Why is there a point on the unit circle that is not represented by these parametric equations?

Question

$$x=\frac{2t+1}{2t^{2}+2t+1}$$ $$y=\frac{2t^{2}+2t}{2t^{2}+2t+1}$$By squaring $x$ and $y$ and adding them up, I obtained $x^2 + y^2 = 1$ after some algebraic manipulation. But the question asks which point is not represented by these parametric equations. The first thing that came to my mind was to set the denominator does not equal to zero but obviously, it was the wrong this to do. What am I supposed to do in this situation?

Part 2 of the question asks whether the mapping from parameters to points is one to one or many to one. I have identifies that $x$ is odd, so it is definitely one-to-one.

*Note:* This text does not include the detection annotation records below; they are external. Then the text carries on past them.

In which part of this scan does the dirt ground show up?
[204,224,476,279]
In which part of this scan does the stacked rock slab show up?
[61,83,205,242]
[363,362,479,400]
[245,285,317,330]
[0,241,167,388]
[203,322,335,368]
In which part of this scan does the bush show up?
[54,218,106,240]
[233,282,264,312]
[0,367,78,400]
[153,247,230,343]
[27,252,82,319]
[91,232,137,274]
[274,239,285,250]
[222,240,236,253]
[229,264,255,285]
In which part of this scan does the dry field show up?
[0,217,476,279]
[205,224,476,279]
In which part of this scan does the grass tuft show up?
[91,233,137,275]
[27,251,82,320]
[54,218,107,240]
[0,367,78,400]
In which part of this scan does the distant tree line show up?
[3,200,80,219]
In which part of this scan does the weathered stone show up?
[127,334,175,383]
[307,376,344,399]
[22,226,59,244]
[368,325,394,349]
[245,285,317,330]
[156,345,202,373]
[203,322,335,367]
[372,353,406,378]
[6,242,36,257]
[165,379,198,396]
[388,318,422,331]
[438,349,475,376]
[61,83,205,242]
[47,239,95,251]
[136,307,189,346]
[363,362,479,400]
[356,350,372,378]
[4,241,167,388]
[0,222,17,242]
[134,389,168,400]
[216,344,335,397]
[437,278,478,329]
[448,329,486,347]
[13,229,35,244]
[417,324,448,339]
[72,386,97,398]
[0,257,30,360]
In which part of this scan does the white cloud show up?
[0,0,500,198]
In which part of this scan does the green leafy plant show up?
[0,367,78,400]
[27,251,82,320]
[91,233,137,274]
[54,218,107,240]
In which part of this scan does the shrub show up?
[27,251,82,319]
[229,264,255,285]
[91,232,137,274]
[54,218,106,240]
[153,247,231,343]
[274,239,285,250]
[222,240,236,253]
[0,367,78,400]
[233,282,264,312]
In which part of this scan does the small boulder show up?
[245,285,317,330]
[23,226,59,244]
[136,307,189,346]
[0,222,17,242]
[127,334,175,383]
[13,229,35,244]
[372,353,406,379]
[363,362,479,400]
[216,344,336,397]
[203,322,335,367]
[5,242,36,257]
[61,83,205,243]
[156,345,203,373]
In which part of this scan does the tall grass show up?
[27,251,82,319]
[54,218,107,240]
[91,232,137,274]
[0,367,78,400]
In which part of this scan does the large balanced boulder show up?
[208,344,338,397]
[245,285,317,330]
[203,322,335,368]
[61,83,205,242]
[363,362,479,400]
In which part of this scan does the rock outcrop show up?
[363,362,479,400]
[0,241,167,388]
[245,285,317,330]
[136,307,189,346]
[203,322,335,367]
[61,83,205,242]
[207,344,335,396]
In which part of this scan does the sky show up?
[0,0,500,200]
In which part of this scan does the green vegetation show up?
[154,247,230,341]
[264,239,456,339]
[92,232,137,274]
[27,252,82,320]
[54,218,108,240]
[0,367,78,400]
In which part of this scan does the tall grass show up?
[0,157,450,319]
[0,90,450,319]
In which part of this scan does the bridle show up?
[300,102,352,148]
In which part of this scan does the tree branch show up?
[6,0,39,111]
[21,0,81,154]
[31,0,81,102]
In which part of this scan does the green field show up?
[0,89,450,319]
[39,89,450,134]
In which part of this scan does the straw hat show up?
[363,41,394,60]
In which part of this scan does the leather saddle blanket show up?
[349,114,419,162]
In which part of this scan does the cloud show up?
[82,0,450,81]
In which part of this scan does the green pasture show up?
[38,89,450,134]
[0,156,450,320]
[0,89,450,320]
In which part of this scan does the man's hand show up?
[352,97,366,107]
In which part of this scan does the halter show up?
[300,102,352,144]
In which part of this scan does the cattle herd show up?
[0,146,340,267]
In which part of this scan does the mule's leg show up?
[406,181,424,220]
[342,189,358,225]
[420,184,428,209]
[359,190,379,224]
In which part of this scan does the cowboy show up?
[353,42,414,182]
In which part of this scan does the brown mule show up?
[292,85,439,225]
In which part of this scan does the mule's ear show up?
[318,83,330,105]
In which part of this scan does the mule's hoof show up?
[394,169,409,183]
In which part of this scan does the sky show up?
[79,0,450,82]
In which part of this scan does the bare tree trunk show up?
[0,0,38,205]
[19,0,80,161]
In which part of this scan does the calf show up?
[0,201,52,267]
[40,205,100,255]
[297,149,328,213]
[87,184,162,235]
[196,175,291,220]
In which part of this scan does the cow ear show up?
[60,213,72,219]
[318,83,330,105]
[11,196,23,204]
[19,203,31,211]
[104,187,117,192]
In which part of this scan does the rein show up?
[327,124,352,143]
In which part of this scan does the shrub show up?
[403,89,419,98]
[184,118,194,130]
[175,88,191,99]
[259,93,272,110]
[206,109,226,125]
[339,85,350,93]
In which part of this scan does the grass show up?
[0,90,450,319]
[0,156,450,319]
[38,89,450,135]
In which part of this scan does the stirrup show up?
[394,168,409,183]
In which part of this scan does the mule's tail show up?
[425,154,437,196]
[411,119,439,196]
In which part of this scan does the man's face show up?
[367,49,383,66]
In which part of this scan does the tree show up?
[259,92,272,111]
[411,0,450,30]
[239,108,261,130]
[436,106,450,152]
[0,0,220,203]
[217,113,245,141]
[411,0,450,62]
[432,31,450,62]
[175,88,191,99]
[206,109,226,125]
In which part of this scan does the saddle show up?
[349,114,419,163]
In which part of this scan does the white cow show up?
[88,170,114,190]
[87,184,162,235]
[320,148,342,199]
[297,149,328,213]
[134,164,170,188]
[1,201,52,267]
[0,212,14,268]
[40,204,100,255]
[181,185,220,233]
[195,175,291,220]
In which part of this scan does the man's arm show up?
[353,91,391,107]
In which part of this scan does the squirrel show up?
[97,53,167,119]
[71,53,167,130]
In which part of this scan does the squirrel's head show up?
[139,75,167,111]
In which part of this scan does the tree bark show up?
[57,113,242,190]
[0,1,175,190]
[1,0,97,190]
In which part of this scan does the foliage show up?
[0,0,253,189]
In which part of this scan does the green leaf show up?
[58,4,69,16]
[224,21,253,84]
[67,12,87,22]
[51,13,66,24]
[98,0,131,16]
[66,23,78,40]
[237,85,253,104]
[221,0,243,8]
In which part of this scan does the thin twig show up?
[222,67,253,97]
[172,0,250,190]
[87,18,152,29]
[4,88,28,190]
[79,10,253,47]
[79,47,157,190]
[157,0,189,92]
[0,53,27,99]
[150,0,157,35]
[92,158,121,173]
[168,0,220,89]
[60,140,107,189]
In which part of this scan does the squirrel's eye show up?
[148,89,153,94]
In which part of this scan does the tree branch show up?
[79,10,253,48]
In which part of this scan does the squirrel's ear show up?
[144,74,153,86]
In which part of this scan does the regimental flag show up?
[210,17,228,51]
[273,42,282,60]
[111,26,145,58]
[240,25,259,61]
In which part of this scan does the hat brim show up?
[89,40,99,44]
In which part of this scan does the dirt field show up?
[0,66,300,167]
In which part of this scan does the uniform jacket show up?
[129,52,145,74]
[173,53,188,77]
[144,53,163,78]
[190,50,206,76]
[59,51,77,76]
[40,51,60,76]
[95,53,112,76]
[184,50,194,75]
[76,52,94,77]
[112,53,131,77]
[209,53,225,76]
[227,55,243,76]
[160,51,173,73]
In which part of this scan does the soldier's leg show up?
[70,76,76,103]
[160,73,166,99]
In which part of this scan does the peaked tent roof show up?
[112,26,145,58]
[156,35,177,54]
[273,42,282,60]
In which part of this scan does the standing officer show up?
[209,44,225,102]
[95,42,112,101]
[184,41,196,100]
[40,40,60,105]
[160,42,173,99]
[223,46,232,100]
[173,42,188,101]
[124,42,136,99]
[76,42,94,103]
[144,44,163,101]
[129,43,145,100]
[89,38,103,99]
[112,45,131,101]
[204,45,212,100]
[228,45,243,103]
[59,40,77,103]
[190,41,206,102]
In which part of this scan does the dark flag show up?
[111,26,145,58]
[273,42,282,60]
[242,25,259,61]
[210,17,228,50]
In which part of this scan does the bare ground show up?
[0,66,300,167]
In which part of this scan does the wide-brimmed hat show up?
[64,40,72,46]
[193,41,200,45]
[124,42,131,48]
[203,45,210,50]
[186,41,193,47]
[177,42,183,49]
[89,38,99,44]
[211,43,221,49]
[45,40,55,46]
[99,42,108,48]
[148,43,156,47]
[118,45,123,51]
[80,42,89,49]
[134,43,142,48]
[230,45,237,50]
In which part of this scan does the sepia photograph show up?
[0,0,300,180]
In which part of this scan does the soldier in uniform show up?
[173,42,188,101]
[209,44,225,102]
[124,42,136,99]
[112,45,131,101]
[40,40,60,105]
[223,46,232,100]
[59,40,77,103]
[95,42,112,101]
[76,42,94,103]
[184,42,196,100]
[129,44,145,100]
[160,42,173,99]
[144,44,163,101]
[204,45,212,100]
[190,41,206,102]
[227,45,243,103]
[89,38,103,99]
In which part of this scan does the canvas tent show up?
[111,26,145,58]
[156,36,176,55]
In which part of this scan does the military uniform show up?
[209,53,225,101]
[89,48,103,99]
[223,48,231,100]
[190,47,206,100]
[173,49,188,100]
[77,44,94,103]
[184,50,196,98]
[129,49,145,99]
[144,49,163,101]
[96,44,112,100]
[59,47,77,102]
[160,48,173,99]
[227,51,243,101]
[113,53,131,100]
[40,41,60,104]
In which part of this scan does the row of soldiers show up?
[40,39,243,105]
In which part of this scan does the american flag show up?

However, $y$ is represented by an even function so it cannot by one to one. The answer says overall it is indeed one-to-one - how can this be if $y$ is even? Unless the mapping is only defined by the $x$ function?

Answer 1

It can never be the point $(0,1)$. Note that$$\frac{2t^2+2t}{2t^2+2t+1}=1\iff2t^2+2t=2t^2+2t+1,$$which is impossible.

Answer 2

For part $2$, $x$ is not odd: check your calculations again. It is easier to manipulate $y$ as follows:

$$y = 1 - \frac{1}{2x^2+2x+1} = 1 - \frac{1}{2(x^2+x+0.5)} = 1 - \frac{1}{2(x + 0.5)^2 + 0.5}$$

which is symmetric across $t = -0.5$. So for any given $t$, only $t$ and its reflection $t - 2(t + 0.5) = -t - 1$ have the same $y$-coordinate. If you can show that $x$-coordinates are different for these two values of $t$, this implies one-to-oneness.